Cloud still requires some blue sky thinking

A guest blog from James Phillips, Senior Marketing Manager at Titus

In the conversations I have with customers around the world, it’s clear that when it comes to data, one of the biggest challenges is being able to see where it is located. Without that critical insight, it becomes exceedingly difficult to control where data goes and what protections should be applied.

What cost, collaboration?

Gone are the days when it was good enough to simply store data on an endpoint or in a data centre protected by a firewall. The profusion of cloud services in the intervening years has definitely increased productivity and enabled collaboration, but at what cost? Control.
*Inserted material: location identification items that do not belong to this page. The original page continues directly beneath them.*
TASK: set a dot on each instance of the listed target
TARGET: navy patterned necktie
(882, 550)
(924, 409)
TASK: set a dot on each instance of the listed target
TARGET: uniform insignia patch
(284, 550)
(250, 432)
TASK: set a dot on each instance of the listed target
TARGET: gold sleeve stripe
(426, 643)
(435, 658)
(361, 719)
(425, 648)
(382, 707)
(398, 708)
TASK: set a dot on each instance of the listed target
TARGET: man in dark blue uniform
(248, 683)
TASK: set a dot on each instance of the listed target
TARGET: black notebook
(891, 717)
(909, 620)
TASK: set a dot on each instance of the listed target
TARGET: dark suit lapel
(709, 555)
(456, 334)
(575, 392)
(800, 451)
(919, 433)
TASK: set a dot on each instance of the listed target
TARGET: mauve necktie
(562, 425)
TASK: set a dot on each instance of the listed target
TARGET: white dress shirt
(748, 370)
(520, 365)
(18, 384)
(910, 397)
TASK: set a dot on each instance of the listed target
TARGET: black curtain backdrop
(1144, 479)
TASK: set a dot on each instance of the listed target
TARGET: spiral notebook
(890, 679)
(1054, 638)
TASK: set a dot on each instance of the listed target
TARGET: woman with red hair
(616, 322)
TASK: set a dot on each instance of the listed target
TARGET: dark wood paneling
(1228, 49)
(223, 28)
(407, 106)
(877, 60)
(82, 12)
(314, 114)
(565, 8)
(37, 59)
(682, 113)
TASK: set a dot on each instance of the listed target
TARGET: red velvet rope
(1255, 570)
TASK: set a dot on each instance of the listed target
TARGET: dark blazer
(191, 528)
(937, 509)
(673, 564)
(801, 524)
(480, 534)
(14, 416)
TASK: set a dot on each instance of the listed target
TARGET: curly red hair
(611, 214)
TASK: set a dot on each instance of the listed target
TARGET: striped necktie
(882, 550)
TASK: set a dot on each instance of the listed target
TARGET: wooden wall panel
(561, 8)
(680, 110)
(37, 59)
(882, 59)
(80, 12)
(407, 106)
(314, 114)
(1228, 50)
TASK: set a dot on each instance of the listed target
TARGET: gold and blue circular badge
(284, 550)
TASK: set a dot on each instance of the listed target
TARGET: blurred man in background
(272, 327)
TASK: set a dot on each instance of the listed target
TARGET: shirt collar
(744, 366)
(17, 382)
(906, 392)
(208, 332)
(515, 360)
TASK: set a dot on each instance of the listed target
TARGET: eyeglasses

The number of external resources used by staff has bloomed. Unsanctioned and shadow IT web services supported by a companion app on often unpoliced mobile devices enable working on the move, which is a necessity for companies looking to a global, mobile workforce to remain competitive. And as the external ecosystem grows, there is not just data traffic up and down between cloud and enterprise but left and right within the cloud as services share data.

The weakest list

For years, when discussing cloud security, the conversation focused only on one thing: access. The idea was that if the business controlled who had access to a particular cloud service (be it public or private), then the information contained therein would be secured. However, high-profile data breaches continue apace. There will be no let up in the medium term. And there are sweaty palms on Mahogany Row. Was it really the air conditioning company that caused the breach? Or was it actually the little cloud app being used by two trusted employees that sprung a leak? As the focus turns to supply chain security resilience, we must vet all the unsanctioned tools that staff use as well as make sure the supplier whose face we know is doing the right thing.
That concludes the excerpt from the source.